As their reissued 1996 debut album so gleefully proves, The Heads’ DNA was a hybrid code with its origins in the motorik chem-rock of Spacemen 3, in the scuzz-scoured rave-ups of Mudhoney, the drug-soaked bacchanalia of Monster Magnet. They weren’t heavy metal, per se, but given their evolved-to-bluntly-devastating riffage, The Heads were crushingly heavy, unabashedly metallic. Opener ‘Quad’ – a setlist staple they’ve latterly slowed down to a molasses-gargling-Sabbath sloth, to cochlea-flattening effect – pounces from a lair of drone with a riff that’s mercilessly efficient, that’s viciously funky, that’s focused upon sending any clued-in head in the vicinity to neck-snap thrash. If you got this riff drunk, it’d let you finger the Deep Purple patch on the pocket of its denim jacket and regale you with tales of sulphate and whiskey in the crowd at 1981’s Heavy Metal Holocaust Festival.

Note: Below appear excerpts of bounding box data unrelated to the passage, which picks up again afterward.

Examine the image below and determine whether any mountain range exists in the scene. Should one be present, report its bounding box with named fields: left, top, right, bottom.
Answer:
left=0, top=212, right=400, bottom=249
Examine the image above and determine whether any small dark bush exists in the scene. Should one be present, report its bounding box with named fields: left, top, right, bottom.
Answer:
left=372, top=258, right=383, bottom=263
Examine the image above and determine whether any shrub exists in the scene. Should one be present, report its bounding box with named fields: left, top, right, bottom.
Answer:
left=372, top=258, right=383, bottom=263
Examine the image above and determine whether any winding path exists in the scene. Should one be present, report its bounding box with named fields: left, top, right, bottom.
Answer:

This is kinetic, physical music, and The Heads played like Bristol were some outlying burg in America, and a Drive-In screening of Easy Rider had just given the local hairies some smart ideas. The album is saturated in psychedelic rock ambience, fuzz and wah clinging to the guitars like patchouli to a hippy, but The Heads play their mind-expanding game straight, with no kitsch-y smirks: everything about Relaxing With The Heads is overdriven to the point of glorious excess, vivid and lurid like a Roger Corman Biker B-Movie: cheap and wonderfully nasty, leaving something bitter and fizzy at the back of the throat. It’s not all full-on frenzy and freakouts, but when the four-piece pull back from the melee and the maw, it’s only to set the right tension for the next coming explosion (a game the Bond theme-ish 'U33' plays devilishly well).

This is no 1969 pastiche, however perfectly Stoogian the Heads’ rockidge. The Heads totally fit a lineage of underground noise-rock then fermenting in America, echoes of Butthole Surfers’ disorientating assault and Sonic Youth’s guitar-reinvention heard in their feedbacking chem.-trails. Singer/guitarist Simon Price doesn’t affect a faux-yank snarl, though: his deadpan Brit spiel is chillingly in command of the frazzled noise-outs, like pulling up alongside a car hurtling dangerously about the motorway, and gazing into the eyes of its driver to find him entirely calm and focused on his business. As the epic ‘Widowmaker’ leans into another bloody-minded fuselage of strobing riffage, with every possible needle surged deep into the red, you imagine dead-eyed Price leading them into their suicide mission into noise-rock nirvana, savouring the delicious chaos.

The Heads arrived to British rock music scene destabilised by the pristine nostalgiafest of Britpop; in a crowd of Fred Perry-sporting wannabe-mods and Scally-aping tracksuited young turks, The Heads reeked of diesel and ripped jeans, their decimating drone-rock anticipating the rise of Stoner Rock, the FX-emboldened neon riots of Comets On Fire, the motorik attack of Oneida, the fearless stomp of Part Chimp, but undeniably out of pace with that year’s woeful hopeful crop. They had their champions – live sessions from the Radio 1 Rock Show, Mark Radcliffe and John Peel fill out a lush second disk of rarities and singles – but seem to make more sense now than perhaps they did then; certainly, their subsequent albums (also planned for deluxe reissue in the months to come) took their primordial form and evolved it into an even more swollen and gargantuan thing. Their debut album, however, remains an unassailably searing first statement, a seductive first hit of something that’ll remain a gateway to overdriven psyche-rock oblivion for adventurous listeners.